En diferentes artículos, que he publicado en la prensa internacional, sin pretender descubrir nada nuevo, sino reflejar un fenómeno real existente, he destacado que las comunidades aborígenes asentadas en toda la selva del TIPNIS (corazón geográfico de Bolivia) llevan una forma de vida natural en base a la caza y la pesca. En estas condiciones no sufren las lacras de la civilización, que busca introducirse en aquella sana región con sus males contemporáneos, que amenazan acabar con la naturaleza, destruyendo toda forma de vida, y de los cuales la humanidad no puede liberarse,

He destacado también que aquellos aborígenes, de selva primaria, tienen la suerte de no tener aún patrones en sus tierras, tampoco empresarios foráneos ni nativos, y menos aún –por tratarse de sociedad pre capitalista– el fenómeno de la lucha de clases. Esta excepcional situación los libra de algunos placeres, característicos de la “civilización”: no hay sitios para expendio de bebidas alcohólicas, juegos de azar, prostitución, drogas ni otras taras para que entretengan a asalariados, que tampoco existen. Sin embargo asechan a tal área patria, numerosos peligros que ya se puede percibir de antemano.

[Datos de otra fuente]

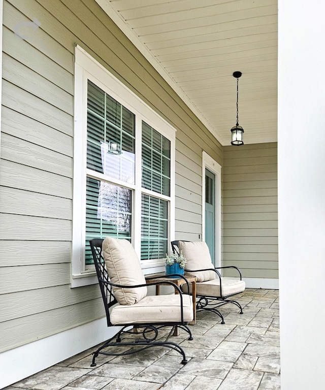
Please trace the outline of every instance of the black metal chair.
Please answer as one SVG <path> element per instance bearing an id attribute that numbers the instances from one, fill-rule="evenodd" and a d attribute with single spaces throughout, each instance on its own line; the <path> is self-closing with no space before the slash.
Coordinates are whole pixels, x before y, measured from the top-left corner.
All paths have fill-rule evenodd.
<path id="1" fill-rule="evenodd" d="M 182 250 L 187 258 L 185 272 L 197 277 L 196 295 L 197 313 L 207 311 L 217 314 L 224 323 L 223 316 L 218 310 L 229 303 L 233 304 L 243 314 L 243 309 L 237 301 L 228 299 L 245 288 L 245 282 L 242 279 L 240 270 L 235 266 L 215 267 L 211 262 L 208 245 L 203 241 L 192 242 L 184 240 L 172 241 L 172 250 L 174 253 Z M 232 268 L 238 273 L 238 279 L 225 279 L 218 270 Z M 185 275 L 186 276 L 186 275 Z"/>
<path id="2" fill-rule="evenodd" d="M 103 244 L 104 241 L 105 242 Z M 91 367 L 96 366 L 95 360 L 99 354 L 113 356 L 128 355 L 154 346 L 167 347 L 176 351 L 182 356 L 182 364 L 186 364 L 187 361 L 183 348 L 176 343 L 169 341 L 168 339 L 176 326 L 187 332 L 188 340 L 193 339 L 187 326 L 187 322 L 193 319 L 193 307 L 190 296 L 183 295 L 179 287 L 171 281 L 146 282 L 143 273 L 143 278 L 140 280 L 141 282 L 139 284 L 113 283 L 113 281 L 115 281 L 116 275 L 110 274 L 110 270 L 112 269 L 112 262 L 116 261 L 117 256 L 118 258 L 113 265 L 114 269 L 118 268 L 119 265 L 120 265 L 121 259 L 127 262 L 124 264 L 124 266 L 126 265 L 126 267 L 122 267 L 122 271 L 117 275 L 118 280 L 122 282 L 127 281 L 129 278 L 133 280 L 132 278 L 135 274 L 137 272 L 142 273 L 140 262 L 132 245 L 126 240 L 109 237 L 104 240 L 93 239 L 89 242 L 104 301 L 107 326 L 122 327 L 113 337 L 106 341 L 93 353 Z M 106 245 L 106 249 L 103 251 L 104 245 Z M 124 250 L 125 248 L 126 251 Z M 111 253 L 113 253 L 114 258 L 110 257 Z M 156 279 L 156 277 L 154 277 Z M 150 278 L 147 280 L 148 279 L 150 279 Z M 170 284 L 179 294 L 175 295 L 146 296 L 147 286 L 162 283 Z M 188 283 L 187 284 L 188 286 Z M 129 302 L 126 302 L 126 304 L 124 302 L 122 302 L 122 304 L 119 303 L 118 299 L 122 301 L 128 294 L 129 296 L 127 300 Z M 137 301 L 137 298 L 136 298 L 136 302 L 133 303 L 134 297 L 139 294 L 140 297 L 138 298 L 140 299 Z M 166 327 L 171 328 L 167 339 L 162 341 L 158 340 L 159 330 Z M 140 330 L 142 333 L 139 332 Z M 122 340 L 123 334 L 125 333 L 132 334 L 134 337 L 130 338 L 129 336 Z M 142 338 L 139 339 L 139 337 Z M 121 352 L 120 347 L 132 348 L 126 351 Z M 120 350 L 114 351 L 114 349 Z M 104 349 L 106 350 L 104 351 Z"/>

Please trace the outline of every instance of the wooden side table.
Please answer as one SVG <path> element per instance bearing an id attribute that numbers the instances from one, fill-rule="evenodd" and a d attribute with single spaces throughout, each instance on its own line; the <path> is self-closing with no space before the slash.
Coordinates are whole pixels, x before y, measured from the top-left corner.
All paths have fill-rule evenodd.
<path id="1" fill-rule="evenodd" d="M 147 277 L 153 277 L 154 276 L 157 276 L 156 279 L 146 279 L 146 282 L 150 283 L 152 282 L 163 282 L 164 281 L 168 281 L 169 282 L 172 282 L 174 284 L 176 284 L 177 286 L 178 286 L 178 287 L 180 287 L 183 284 L 186 284 L 186 281 L 182 279 L 182 278 L 169 278 L 167 276 L 164 276 L 165 274 L 157 274 L 156 275 L 145 275 Z M 158 277 L 158 276 L 160 276 L 160 277 Z M 164 277 L 161 277 L 161 276 L 164 276 Z M 196 276 L 192 276 L 191 275 L 184 275 L 184 276 L 187 279 L 187 281 L 188 283 L 192 283 L 192 302 L 193 302 L 193 320 L 191 321 L 190 322 L 188 322 L 188 324 L 189 325 L 195 325 L 196 323 L 196 315 L 197 315 L 197 277 Z M 170 284 L 169 285 L 170 285 Z M 157 285 L 156 286 L 156 295 L 159 295 L 160 292 L 160 285 Z M 177 291 L 175 291 L 175 294 L 178 294 L 178 292 Z M 176 329 L 175 329 L 175 332 L 176 331 Z M 177 335 L 175 335 L 174 333 L 174 336 L 177 336 Z"/>

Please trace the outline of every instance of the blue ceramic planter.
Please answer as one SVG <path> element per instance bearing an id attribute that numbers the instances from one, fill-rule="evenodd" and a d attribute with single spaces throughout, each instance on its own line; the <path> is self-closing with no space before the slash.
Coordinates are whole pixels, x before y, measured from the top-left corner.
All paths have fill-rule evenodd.
<path id="1" fill-rule="evenodd" d="M 179 264 L 175 263 L 172 266 L 166 266 L 166 275 L 172 274 L 179 274 L 184 275 L 184 268 L 180 268 Z M 177 278 L 177 276 L 171 276 L 171 278 Z"/>

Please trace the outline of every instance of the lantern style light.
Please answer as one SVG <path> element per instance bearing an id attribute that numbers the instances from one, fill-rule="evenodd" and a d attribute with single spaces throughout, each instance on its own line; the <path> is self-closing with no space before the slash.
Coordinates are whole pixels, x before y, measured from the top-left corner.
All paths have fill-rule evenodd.
<path id="1" fill-rule="evenodd" d="M 239 146 L 241 145 L 244 145 L 244 142 L 243 141 L 243 133 L 244 133 L 244 129 L 241 126 L 238 124 L 238 79 L 242 75 L 241 72 L 234 72 L 233 73 L 233 76 L 237 79 L 237 120 L 236 123 L 236 126 L 234 126 L 232 127 L 231 132 L 232 132 L 232 145 L 236 145 Z"/>
<path id="2" fill-rule="evenodd" d="M 107 151 L 110 154 L 120 154 L 121 145 L 116 141 L 109 141 L 108 150 Z"/>

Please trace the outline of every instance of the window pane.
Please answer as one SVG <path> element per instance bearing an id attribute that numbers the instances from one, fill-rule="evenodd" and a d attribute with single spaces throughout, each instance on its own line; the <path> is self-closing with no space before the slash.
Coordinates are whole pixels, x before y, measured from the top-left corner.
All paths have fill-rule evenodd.
<path id="1" fill-rule="evenodd" d="M 161 258 L 168 248 L 168 202 L 142 194 L 141 259 Z"/>
<path id="2" fill-rule="evenodd" d="M 88 82 L 87 168 L 134 184 L 135 116 Z"/>
<path id="3" fill-rule="evenodd" d="M 89 240 L 107 236 L 131 240 L 132 191 L 87 177 L 86 199 L 86 264 L 90 264 Z"/>
<path id="4" fill-rule="evenodd" d="M 142 122 L 142 186 L 170 195 L 170 141 Z"/>

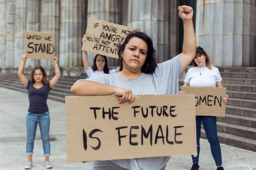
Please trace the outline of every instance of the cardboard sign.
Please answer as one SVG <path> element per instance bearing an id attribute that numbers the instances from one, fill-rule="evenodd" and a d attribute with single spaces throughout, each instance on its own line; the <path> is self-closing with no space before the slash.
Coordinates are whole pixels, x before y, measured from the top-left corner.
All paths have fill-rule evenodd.
<path id="1" fill-rule="evenodd" d="M 68 162 L 197 154 L 193 95 L 65 100 Z"/>
<path id="2" fill-rule="evenodd" d="M 118 58 L 117 45 L 136 29 L 89 18 L 82 50 Z"/>
<path id="3" fill-rule="evenodd" d="M 55 33 L 26 32 L 25 50 L 28 57 L 52 60 L 54 56 Z"/>
<path id="4" fill-rule="evenodd" d="M 181 87 L 186 94 L 195 94 L 195 115 L 225 117 L 226 104 L 223 97 L 226 88 Z"/>

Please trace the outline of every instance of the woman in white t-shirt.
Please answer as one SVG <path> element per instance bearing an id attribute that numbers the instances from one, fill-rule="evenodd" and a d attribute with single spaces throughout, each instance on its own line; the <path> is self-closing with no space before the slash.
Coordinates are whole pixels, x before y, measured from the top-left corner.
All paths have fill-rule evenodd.
<path id="1" fill-rule="evenodd" d="M 83 42 L 85 41 L 85 35 L 83 35 Z M 113 74 L 119 71 L 119 67 L 116 68 L 109 70 L 108 66 L 108 59 L 106 56 L 97 54 L 93 60 L 94 65 L 92 68 L 89 65 L 88 60 L 87 52 L 82 51 L 83 63 L 84 70 L 88 77 L 91 77 L 101 74 Z"/>
<path id="2" fill-rule="evenodd" d="M 195 57 L 192 60 L 193 67 L 189 69 L 186 75 L 183 86 L 191 87 L 222 87 L 222 79 L 219 70 L 212 66 L 208 55 L 200 46 L 196 48 Z M 185 92 L 180 91 L 180 94 Z M 224 98 L 224 102 L 227 102 L 228 96 Z M 217 170 L 224 170 L 222 167 L 221 152 L 217 136 L 216 117 L 211 116 L 196 116 L 196 139 L 198 155 L 192 156 L 193 165 L 191 170 L 198 170 L 200 146 L 199 141 L 201 135 L 201 124 L 202 121 L 207 139 L 210 143 L 211 154 L 213 157 Z"/>

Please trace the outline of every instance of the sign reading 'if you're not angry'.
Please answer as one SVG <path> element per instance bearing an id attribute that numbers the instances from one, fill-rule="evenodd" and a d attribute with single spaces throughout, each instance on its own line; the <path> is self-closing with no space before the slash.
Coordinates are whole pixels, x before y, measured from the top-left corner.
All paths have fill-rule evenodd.
<path id="1" fill-rule="evenodd" d="M 52 60 L 54 56 L 54 33 L 27 31 L 25 44 L 29 58 Z"/>
<path id="2" fill-rule="evenodd" d="M 134 28 L 89 18 L 82 50 L 118 58 L 117 45 Z"/>

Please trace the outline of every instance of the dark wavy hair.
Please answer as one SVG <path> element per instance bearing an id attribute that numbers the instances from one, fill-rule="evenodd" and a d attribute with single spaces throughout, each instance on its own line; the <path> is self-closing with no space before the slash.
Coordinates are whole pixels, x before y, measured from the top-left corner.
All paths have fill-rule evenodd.
<path id="1" fill-rule="evenodd" d="M 97 57 L 98 56 L 101 55 L 104 57 L 105 61 L 105 64 L 104 66 L 104 68 L 103 68 L 103 71 L 104 71 L 104 73 L 106 74 L 108 74 L 109 73 L 109 68 L 108 68 L 108 59 L 107 57 L 105 55 L 101 55 L 100 54 L 97 54 L 94 57 L 94 59 L 93 59 L 93 63 L 94 64 L 93 64 L 93 66 L 92 68 L 92 70 L 94 71 L 96 71 L 97 70 L 97 65 L 96 65 L 96 60 L 97 60 Z"/>
<path id="2" fill-rule="evenodd" d="M 155 68 L 157 66 L 157 64 L 156 52 L 153 46 L 152 40 L 146 33 L 140 32 L 139 30 L 135 30 L 130 33 L 126 38 L 124 42 L 122 44 L 119 44 L 118 46 L 118 57 L 120 62 L 119 71 L 121 71 L 123 70 L 123 64 L 121 65 L 121 63 L 122 62 L 121 61 L 123 60 L 123 58 L 121 57 L 121 52 L 124 51 L 126 44 L 128 44 L 130 40 L 133 37 L 137 37 L 143 40 L 148 45 L 148 51 L 145 61 L 145 63 L 142 66 L 141 72 L 145 74 L 154 73 Z M 147 68 L 147 64 L 146 64 L 146 62 L 148 64 L 148 68 Z M 123 63 L 124 63 L 123 62 Z"/>
<path id="3" fill-rule="evenodd" d="M 33 83 L 36 82 L 35 79 L 34 79 L 34 74 L 35 74 L 35 71 L 36 71 L 36 70 L 40 70 L 41 72 L 42 72 L 43 77 L 43 83 L 48 83 L 50 82 L 49 79 L 46 74 L 46 73 L 45 73 L 45 69 L 43 69 L 43 67 L 41 66 L 36 66 L 33 70 L 32 70 L 32 72 L 31 72 L 31 80 L 32 82 L 33 82 Z"/>
<path id="4" fill-rule="evenodd" d="M 207 54 L 205 51 L 204 51 L 203 48 L 200 46 L 196 47 L 195 56 L 196 56 L 198 55 L 204 55 L 204 57 L 205 57 L 205 64 L 206 64 L 206 66 L 209 69 L 211 69 L 211 66 L 212 66 L 212 64 L 211 64 L 211 62 L 210 58 L 209 58 L 208 55 Z M 194 67 L 197 67 L 198 66 L 193 60 L 192 60 L 192 65 Z"/>

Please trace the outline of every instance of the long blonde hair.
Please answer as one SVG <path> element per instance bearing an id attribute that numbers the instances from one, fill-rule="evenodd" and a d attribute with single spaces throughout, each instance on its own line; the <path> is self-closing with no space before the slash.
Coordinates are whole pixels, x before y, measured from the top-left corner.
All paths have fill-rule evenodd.
<path id="1" fill-rule="evenodd" d="M 37 66 L 34 67 L 34 68 L 32 70 L 32 72 L 31 73 L 31 80 L 33 83 L 34 83 L 36 82 L 35 81 L 35 79 L 34 79 L 34 74 L 35 74 L 35 71 L 36 71 L 36 70 L 40 70 L 42 72 L 42 73 L 43 74 L 43 83 L 48 83 L 50 82 L 49 81 L 49 78 L 48 78 L 48 76 L 46 74 L 46 73 L 45 73 L 45 69 L 43 69 L 42 66 Z"/>

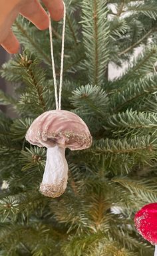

Desesperados por la demora que muestra el gobierno en su anunciada invasión al TIPNIS, y con sobrada angurria por aquella selva de riquezas, se hallan en primer lugar, ocultando sus garras, empresas petroleras sedientas del obscuro líquido elemento. Le siguen aventureros buscadores de oro (que contaminan, sacan y escapan sin jamás asentarse) A continuación espera el nada inocente “turismo ecológico”, siempre de lujo porque cuenta con clientela millonaria dispuesta a pagar lo que se pida para disfrutar de placentera comodidad, hermosas vistas de paisajes y deleitarse en toda forma con la naturaleza virgen. Por si no lo sepa el lector, este turismo saquea aves de exuberantes plumajes y colores o las compra embalsamadas; acaba con exóticas especies de peces (de gran tamaño y variedad de tonos) igual cosa con plantitas y plantas de muchas cualidades, incluyendo medicinales (para negociar con aquellas con grandes corporaciones farmacéuticas) El turista “ecológico” es por igual un vulgar depredador que, generoso con sus dólares y/o euros más sabrosas propinas, no escatima recursos para disfrutar de otros placeres, como mujeres locales, bebidas, drogas y otros, transformando una sociedad local de paz y armonía, en el imperio del dinero, corrompiendo –además– la mente sana aborigen, para volverla maliciosa.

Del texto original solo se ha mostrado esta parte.